Interestingly, he recommends being sceptical of reporting to official channels, instead mobilise support in other ways. In his words,

“It's tempting to seek help by using formal processes, for example reporting the matter to the boss's boss or to the board of management, making a complaint using an internal grievance procedure, or making a submission to a review panel. Unfortunately, this seldom helps and can actually make things worse.

People high up in organisations nearly always support the chain of command. A top manager will almost always support subordinates in the face of challenges from lower-level employees."

The Workplace Bullying Institute offers additional advice in what it calls its “3-Step Target Action Plan”. It recommends naming the behaviour as bullying, taking sick leave to heal and decide on a counterattack, and then exposing the bully. Nevertheless, it makes the grim point that in most cases (77.7% of cases in its own statistics) targets of bullying are likely to either lose their jobs or choose to leave the company. It recommends starting the search for a new position.


Incidents of workplace bullying and harassment are causing reputational damage to the tech industry as a whole, and are a blight on the victims. We must come together as a community to stop bullying and the fight against workplace must be supported at the highest levels of the company.

Compliance teams must be given autonomy and power to remove toxic staff and cultures. Victims must be able to have their grievances heard without hurting their own job and career progression.

Stopping workplace bullying is a thing we must do. To protect the wellbeing of workers in our industry, as a moral imperative, and to reduce costs to companies and the industry as a whole.

1 comment:

  1. A useful and timely reminder.

    Something else to watch out for is a change in senior leadership causing different attitudes to cascade down the organisation. In a previous life, I was a UK Civil Service trade union organiser for a complete Government department and over a period of some twenty years often had to deal with bullying issues. Certainly, senior management always supported middle managers who were implicated in this sort of behaviour, though often those middle managers' behaviour was indeed indicative of their own situation and experiences. (In one case, a notorious bully against whom I'd pursued a number of complaints got a new role outside the organisation, and his attitude to co-workers changed completely for the term of his notice period when the pressures he was being subjected to no longer held any meaning for him.)
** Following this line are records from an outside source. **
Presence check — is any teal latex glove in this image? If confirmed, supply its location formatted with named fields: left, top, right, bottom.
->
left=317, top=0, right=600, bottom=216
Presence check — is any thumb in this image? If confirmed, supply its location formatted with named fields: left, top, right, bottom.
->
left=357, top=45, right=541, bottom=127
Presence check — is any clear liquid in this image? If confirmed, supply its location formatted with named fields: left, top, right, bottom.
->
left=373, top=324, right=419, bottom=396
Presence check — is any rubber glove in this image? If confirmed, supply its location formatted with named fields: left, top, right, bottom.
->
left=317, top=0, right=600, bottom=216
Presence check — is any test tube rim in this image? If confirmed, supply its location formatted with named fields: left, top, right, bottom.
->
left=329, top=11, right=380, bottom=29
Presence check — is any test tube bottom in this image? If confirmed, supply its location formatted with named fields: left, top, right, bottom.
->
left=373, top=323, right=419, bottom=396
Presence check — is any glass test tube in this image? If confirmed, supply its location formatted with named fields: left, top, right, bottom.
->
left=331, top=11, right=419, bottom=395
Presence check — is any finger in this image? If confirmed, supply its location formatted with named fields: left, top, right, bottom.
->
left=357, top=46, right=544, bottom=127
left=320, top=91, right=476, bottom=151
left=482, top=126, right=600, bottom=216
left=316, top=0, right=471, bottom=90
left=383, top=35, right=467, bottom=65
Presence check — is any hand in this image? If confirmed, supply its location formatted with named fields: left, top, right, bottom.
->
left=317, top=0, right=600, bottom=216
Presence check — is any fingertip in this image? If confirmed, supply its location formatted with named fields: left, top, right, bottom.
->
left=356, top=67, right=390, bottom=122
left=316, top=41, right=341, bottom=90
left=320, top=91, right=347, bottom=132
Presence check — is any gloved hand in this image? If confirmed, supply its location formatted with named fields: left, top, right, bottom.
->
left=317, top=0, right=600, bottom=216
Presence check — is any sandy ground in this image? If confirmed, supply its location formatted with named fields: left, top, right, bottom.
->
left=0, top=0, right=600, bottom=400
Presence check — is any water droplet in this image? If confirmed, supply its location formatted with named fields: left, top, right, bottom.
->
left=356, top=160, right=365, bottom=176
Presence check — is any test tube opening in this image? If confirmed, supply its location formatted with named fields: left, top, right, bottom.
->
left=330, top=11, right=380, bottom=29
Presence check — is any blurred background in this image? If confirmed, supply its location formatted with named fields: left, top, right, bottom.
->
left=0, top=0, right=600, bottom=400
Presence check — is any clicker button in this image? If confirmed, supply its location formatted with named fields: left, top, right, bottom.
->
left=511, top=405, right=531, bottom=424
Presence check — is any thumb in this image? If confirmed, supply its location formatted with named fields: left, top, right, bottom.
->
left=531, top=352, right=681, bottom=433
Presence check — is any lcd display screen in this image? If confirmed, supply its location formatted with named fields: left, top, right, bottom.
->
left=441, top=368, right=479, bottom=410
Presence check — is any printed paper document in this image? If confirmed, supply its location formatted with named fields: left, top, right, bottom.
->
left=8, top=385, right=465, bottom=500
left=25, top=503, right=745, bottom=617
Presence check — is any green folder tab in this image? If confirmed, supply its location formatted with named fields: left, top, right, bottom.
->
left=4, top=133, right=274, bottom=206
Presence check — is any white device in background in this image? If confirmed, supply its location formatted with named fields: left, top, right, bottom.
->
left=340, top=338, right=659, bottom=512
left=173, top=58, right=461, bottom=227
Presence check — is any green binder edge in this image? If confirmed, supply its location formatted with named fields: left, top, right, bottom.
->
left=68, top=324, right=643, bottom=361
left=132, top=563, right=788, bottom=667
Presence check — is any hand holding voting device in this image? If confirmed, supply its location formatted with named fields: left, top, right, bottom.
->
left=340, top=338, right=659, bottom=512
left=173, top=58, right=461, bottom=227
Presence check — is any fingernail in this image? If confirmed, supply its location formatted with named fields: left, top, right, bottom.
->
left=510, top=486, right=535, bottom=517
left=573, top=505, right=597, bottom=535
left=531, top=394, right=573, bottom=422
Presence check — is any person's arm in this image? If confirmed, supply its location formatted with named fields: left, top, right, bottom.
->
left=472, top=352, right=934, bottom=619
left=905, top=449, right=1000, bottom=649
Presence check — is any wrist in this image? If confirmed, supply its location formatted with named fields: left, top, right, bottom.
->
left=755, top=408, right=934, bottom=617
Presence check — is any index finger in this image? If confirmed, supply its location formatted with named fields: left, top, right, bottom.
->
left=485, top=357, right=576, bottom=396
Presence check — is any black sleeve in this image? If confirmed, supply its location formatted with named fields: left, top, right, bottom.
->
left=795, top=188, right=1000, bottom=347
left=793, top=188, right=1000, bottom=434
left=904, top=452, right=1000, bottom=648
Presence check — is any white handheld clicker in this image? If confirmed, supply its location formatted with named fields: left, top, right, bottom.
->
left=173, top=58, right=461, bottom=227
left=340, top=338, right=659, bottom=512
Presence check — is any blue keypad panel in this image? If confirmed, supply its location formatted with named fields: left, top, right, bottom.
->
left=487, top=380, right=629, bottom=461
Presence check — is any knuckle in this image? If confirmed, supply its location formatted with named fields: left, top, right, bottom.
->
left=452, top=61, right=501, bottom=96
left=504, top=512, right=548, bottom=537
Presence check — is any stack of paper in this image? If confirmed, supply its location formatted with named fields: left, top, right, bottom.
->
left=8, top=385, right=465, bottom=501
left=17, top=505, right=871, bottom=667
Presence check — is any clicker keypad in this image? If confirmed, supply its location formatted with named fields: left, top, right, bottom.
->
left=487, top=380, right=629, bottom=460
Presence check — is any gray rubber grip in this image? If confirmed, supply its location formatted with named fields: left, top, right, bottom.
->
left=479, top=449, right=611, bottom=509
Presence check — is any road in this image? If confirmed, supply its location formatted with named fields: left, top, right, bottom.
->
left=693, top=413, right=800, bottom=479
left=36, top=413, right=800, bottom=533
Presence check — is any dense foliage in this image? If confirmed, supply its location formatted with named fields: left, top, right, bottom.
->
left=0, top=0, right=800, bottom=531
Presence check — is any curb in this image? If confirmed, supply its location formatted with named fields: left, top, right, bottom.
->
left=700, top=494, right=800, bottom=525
    One case I took was from a colleague who was dismissed for what in UK law is called "some other substantial reason", a phrase used by managers to effectively say "their face didn't fit". The senior manager in question left the organisation shortly thereafter, only to return as CEO about six months after I left. Within two months, staff relations fell apart under this new CEO as they began to play favourites and pressure many staff at all levels whose faces no longer fitted or were otherwise seen as too closely aligned with the old regime - in complete contravention of agreements between the employer and trade unions, and probably of UK employment law generally. In a way, I'm sad that I wasn't there to fight this, and I get the impression that my absence may well have encouraged this CEO; but in another way, I'm glad I wasn't.

    So the lesson to be drawn from this is that no matter what measures an organisation takes to combat bullying, there is a need for continual vigilance because things can change in unexpected ways at a moment's notice.